In 1968 Clark created her landmark installation A casa é o corpo: penetração, ovulação, germinação, expulsão (The house is the body: penetration, ovulation, germination, expulsion) for the Venice Biennale, which is on view on the fourth floor as part of the exhibition. A casa é o corpo is Lygia Clark’s only environmental work, and as the title phrase indicates, Clark imagined A casa é o corpo as a device allowing a fully immersive corporeal experience within its walls to mimic a birthing process. The installation is a three-compartment structure spatially separated by a large bubble of plastic suspended from the ceiling, so that viewers move through a series of sensations. On entering or “penetrating” (penetração), the spectator encounters a dark room with a soft landing; then follows towards “ovulation” (ovulação), where one enters a compartment filled with a variety of soft, spherical materials (balloons, balls of rubber and Styrofoam); next is “germination” (germinação), where the participant enters an open, transparent space in the shape of a teardrop (small and spherical); and finally “expulsion” (expulsão), where one exits through fine threads or “hairs” and encounters a deforming mirror to see oneself.
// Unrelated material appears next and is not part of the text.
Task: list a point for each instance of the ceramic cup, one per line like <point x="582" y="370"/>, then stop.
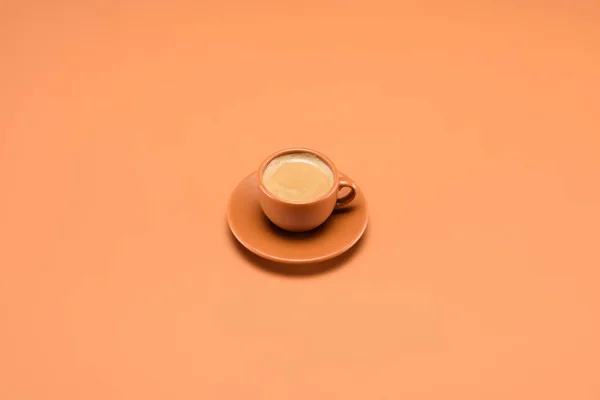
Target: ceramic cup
<point x="304" y="216"/>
A casa é o corpo is recreated on the Museum’s fourth floor gallery adjacent to the painting and sculpture galleries and is open during museum hours for activation by the public.

Trained facilitators will be in the galleries during select hours to aid visitors in creating the intended sensorial and relational experiences using replicas. These works include Caminhando (Walking); Pedra e ar (Stone and air) (1966), Respire comigo (Breathe with me) (1966), Diálogo de mãos (Dialogue of hands) (1966), Máscaras sensoriais (Sensorial masks) (1967), Óculos (Goggles) (1968) and Diálogo de óculos (Dialogue of goggles) (1968), Estruturas vivas (Live structures) (1969), and Rede de elásticos (Elastic net) (1974). Other select replicas of Clark’s works may be manipulated by visitors at any time during museum hours. Additionally, the more complex and immersive propositions by Clark, such as Canibalismo (Cannibalism) (1973), Viagem (Voyage) (1973), Túnel (Tunnel) (1973), Baba antropofágica (Anthropophagic slobber) (1973), and others, including Estruturação do self (Structuring of the self) (1976–88), will be activated weekly, encouraging the audience to encounter these actions in the galleries spontaneously.